# Kenpo Karate in my city



## Manny (Jun 30, 2009)

Today I locate a Kenpo Karate Dojo in my city and was glad cause the only kenpo Karate (IKKA afiliate) I knew was about 3 hours driving from my city!!!

Always eager about Martial Arts I would like to have an exposure to this MA that focus as long as I know in self defense.

Let's see how it's going.

Manny


----------



## Flying Crane (Jun 30, 2009)

Tell us more about it.  Do you know who the teacher is, and what is his lineage?  Who was his teacher, etc?

thanks.


----------



## celtic_crippler (Jun 30, 2009)

yah...."Kenpo" could mean a lot of things. LOL


----------



## Manny (Jun 30, 2009)

Flying Crane said:


> Tell us more about it.
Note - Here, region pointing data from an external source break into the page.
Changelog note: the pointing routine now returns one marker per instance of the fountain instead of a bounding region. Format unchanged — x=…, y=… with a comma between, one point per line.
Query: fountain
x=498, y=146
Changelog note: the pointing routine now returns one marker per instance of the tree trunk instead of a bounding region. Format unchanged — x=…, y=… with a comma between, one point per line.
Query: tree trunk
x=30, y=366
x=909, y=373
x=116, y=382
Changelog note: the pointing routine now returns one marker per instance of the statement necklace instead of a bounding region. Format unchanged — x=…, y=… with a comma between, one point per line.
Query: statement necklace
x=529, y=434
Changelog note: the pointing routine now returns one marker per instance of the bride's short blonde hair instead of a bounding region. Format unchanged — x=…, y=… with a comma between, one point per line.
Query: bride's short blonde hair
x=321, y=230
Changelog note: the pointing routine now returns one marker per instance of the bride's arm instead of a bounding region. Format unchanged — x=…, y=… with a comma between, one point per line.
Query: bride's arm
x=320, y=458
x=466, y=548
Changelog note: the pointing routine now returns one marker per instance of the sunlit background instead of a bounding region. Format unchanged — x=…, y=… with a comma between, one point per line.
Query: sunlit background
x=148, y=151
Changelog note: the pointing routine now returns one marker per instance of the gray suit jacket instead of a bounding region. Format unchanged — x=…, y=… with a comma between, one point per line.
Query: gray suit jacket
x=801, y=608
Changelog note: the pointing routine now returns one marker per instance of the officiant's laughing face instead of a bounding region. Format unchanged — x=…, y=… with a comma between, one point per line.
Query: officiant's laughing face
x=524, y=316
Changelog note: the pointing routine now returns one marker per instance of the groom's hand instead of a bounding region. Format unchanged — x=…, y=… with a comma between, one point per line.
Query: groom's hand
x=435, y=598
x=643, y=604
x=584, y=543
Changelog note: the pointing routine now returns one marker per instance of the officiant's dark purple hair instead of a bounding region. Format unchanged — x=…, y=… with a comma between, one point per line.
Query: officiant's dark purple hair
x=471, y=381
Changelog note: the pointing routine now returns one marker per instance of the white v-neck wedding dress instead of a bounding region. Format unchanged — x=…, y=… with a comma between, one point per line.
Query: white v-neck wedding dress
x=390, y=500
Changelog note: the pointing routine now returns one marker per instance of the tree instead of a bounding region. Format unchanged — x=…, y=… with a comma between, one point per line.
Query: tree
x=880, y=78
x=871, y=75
Do you know who the teacher is, and what is his lineage? Who was his teacher, etc?
> 
> thanks.


 
Don't know, that's why tomorrow evening will go to see a class and ask some questions.

Manny


----------



## celtic_crippler (Jun 30, 2009)

Manny said:


> Don't know, that's why tomorrow evening will go to see a class and ask some questions.
> 
> Manny


 
Cool! Keep us posted! Have a great time!


----------



## Blindside (Jun 30, 2009)

Manny said:


> Today I locate a Kenpo Karate Dojo in my city and was glad cause the only kenpo Karate (IKKA afiliate) I knew was about 3 hours driving from my city!!!


 
I didn't realize that the IKKA was still a functional entity anymore.


----------



## Manny (Jul 1, 2009)

I've been seeing some videos of kenpo karate in youtube and I was amazed of the speed/focus and control of sensei Larry Tatum and Ed parker.
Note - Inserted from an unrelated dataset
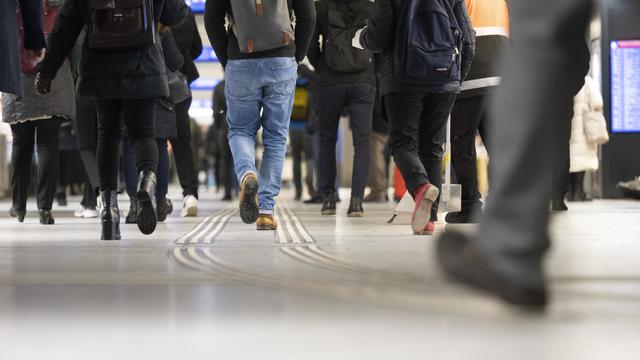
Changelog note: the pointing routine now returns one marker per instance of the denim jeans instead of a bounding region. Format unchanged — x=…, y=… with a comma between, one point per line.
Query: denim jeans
x=260, y=94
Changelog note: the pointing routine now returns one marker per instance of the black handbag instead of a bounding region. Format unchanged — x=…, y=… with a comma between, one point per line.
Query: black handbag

I've been practicing TKD for ... let me see... 1983-1990 and then I returned on may 2007 till now, for some time I've been thinking doing some crosstraining and I'm searching a good self defense oriented MA, in my city the options are: Japanese Karate, Aikido,Hapkido,Judo a lot of TKD dojangs,and this Kenpo Karate Fitness Center.

Kenpo seems very practical to me although I've never practiced it,so lets see how it's going, today I will go to check schedules,fee and everithing else.

Manny


----------



## Manny (Jul 2, 2009)

Good morning. Last night I went to the kenpo karate studio to see it and to know the owner/sensei. Well the sensei wasn't there and the instructor was a brown belt of around 18-19 years old. 

I have to tell you my impresion is not good, the dojo was very hot and with almost cero ventilation, my city is a very hot and humidity one with temperatures rangin the 38-40 celcius degrees and 70-75% of humidity so nice ventilation is need it, because of this the dojo smelled pretty nasty and .... jezzz when the young instructor aproached me I almost faint because of his smell, the dojo has two rooms, one is a mess the other one has the training mat.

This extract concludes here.